By Rahma Diaa
Al-Monitor (13.02.2018) – http://bit.ly/2BzgNo6 – Women and human rights organizations in Egypt marked the International Day of Zero Tolerance for Female Genital Mutilation (FGM) Feb. 6 by announcing an “Anti-FGM Action Plan” to create new policies and mechanisms to reduce these practices against women and young girls in Egypt.
According to the most recent gender-based violence survey conducted by the Central Agency for Public Mobilization and Statistics in 2015, 9 out of 10 women in Egypt have undergone FGM. In 2014, that figure was about 92% of married women aged between 15 and 49, with 78.4% of the operations performed by doctors and nurses.
Representatives of 146 organizations were present at the press conference, including the Tadwein Gender Research Center, the New Woman Foundation, the Centre for Egyptian Women Legal Assistance, the Egyptian Initiative for Personal Rights, the Women’s Center for Legal Guidance and Awareness, Salemah for Women’s Empowerment, the Cairo Center for Development, the Egyptian Coalition on the Rights of the Child and the Union of Associations to Combat Harmful Practices against Women and Children.
Amal Fahmi, the director of Tadwein and the group’s coordinator, told Al-Monitor that efforts by state institutions against FGM practices have not achieved the necessary changes. They have criminalized FGM without setting up a framework to enforce the law or raising awareness of the psychological and physical dangers of female circumcision.
“The situation is getting worse as 80% of FGM procedures are done at the hands of doctors, according to the stats obtained by the anti-FGM associations and organizations. The campaign that was recently launched aims to pressure the government to change its approach, raise awareness through sex education courses in schools in addition to media awareness campaigns against the medicalization of female genital cutting and develop a human rights discourse against FGM with a focus of women’s rights to health and bodily integrity,” Fahmi explained.
Fahmi also stressed the need for the government to enforce the laws criminalizing the custom to act as a deterrent and to stop its spread. She noted that the government will have to train health inspectors, police and prosecutors to monitor for and detect FGM and respond to incidences of it.
Since 2008, when the state added Article 242 to the Penal Code criminalizing FGM, only two cases have been brought to court. The first was in 2015, when the Mansoura Appeals Court sentenced a doctor to two years in prison with hard labor and closed his practice for one year after a child death following a procedure.

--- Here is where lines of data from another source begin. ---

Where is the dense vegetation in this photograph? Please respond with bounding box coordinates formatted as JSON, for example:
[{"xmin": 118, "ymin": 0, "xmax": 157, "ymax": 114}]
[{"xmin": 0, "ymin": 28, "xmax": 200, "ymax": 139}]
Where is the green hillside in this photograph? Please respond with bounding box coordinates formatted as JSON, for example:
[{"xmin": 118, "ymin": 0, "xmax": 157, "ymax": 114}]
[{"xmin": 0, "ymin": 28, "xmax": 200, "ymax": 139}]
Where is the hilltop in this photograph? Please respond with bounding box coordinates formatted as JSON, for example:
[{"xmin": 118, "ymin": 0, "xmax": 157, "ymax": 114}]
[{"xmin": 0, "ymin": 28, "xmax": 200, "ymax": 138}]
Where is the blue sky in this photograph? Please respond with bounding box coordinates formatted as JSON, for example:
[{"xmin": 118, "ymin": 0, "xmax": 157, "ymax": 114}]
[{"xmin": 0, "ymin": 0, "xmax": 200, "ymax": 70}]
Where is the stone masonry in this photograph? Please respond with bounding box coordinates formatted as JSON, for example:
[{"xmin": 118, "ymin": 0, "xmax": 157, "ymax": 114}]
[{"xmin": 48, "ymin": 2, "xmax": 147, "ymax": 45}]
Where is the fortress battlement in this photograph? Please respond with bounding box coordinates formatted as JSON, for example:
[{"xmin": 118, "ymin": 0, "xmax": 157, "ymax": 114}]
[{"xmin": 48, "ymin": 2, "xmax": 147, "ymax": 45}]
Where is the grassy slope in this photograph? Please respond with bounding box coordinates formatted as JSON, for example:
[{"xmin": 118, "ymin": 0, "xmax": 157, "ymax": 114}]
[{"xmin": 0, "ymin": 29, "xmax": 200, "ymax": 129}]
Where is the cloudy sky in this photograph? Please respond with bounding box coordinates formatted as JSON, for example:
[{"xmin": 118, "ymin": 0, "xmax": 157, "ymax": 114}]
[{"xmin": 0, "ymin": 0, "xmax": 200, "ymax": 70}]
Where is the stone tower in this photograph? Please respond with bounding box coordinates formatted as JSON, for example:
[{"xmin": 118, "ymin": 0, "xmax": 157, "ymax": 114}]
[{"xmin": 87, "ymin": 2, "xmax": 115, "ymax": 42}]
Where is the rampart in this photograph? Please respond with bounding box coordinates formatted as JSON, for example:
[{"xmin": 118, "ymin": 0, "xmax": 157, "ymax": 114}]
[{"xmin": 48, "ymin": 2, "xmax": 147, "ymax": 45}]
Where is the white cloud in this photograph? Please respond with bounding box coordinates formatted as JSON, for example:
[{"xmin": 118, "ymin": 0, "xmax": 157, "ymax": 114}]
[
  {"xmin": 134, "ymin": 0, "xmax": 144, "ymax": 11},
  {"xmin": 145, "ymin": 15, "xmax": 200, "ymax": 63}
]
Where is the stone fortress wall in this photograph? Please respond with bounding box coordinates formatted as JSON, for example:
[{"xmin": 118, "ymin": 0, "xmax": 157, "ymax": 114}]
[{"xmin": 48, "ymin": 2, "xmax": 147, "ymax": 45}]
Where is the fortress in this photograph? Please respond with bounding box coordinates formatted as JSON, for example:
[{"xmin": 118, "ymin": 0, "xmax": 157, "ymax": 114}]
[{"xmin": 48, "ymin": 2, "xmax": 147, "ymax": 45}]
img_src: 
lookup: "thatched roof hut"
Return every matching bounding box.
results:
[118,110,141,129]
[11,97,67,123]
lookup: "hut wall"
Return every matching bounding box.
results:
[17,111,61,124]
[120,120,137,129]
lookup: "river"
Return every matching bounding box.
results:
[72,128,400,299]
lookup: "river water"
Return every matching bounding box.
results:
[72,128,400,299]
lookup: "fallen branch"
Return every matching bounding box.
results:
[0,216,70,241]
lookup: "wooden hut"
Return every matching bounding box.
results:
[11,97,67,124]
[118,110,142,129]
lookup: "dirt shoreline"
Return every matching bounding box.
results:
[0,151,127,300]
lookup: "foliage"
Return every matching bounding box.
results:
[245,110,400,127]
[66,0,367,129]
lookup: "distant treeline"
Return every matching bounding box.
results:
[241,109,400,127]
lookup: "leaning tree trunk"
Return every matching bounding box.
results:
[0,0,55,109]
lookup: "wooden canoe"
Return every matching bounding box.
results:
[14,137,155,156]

Similarly, in July 2016 in Suez, a doctor, anesthetist and the victim’s mother were prosecuted in the death of a girl during a circumcision surgery. They were charged with manslaughter, and each received suspended sentences of one year in prison.
President Abdel Fattah al-Sisi issued Law No. 78 of 2016 to amend Article 242. Before that point, the article called for imprisonment between three months and two years or a fine of $282. After the change, those accused of practicing FGM face harsher punishments: imprisonment for a period of no less than five years and no more than seven.
Reda el-Danbouki, the director of the Women’s Center for Legal Guidance and Awareness, told Al-Monitor that the coalition will lobby for an amendment to close a loophole created by Article 61, which allows for violence committed to protect oneself or others against serious physical or moral harm. Danbouki said lawyers or judges could claim circumcision is done for necessary medical reasons, “basing their argument on this article.”
Danbouki added that there is no need to increase FGM-related punishment as the real change will come when the existing law is enforced and the government starts inspecting hospitals and medical centers, punishing perpetrators and raising awareness on the dangers of this practice, which many Egyptians continue to view as necessary according to Sharia despite a fatwa by Dar al-Ifta declaring FGM haram (religiously forbidden).
According to a survey of Egyptian youth conducted by the International Population Council in 2017, 70% of young men and 57% of young women feel that FGM is necessary.
Azza Soliman, the director of the Centre for Egyptian Women Legal Assistance, told Al-Monitor that the campaign is intended to revitalize the efforts of the human rights organizations that took the first steps to fight FGM in 1997. Back then, their work brought about a drastic change in the rhetoric around FGM, and for the first time people started talking about it as violence against women.
“This group conducted thorough studies on the history of FGM to prove that it was not related to Islam or Pharaonic traditions but rather a practice that originated in Africa. Consequently, they worked to remove the religious framework and basis for this practice and demanded an end to it,” Soliman added.
“In 2003, the organizations’ efforts came to a halt, when the authorities took it upon themselves to combat FGM but failed to bring about a substantial change, prompting the women’s organizations to join hands and try to make a real difference to protect women and young girls against the dangers of this practice,” Soliman added.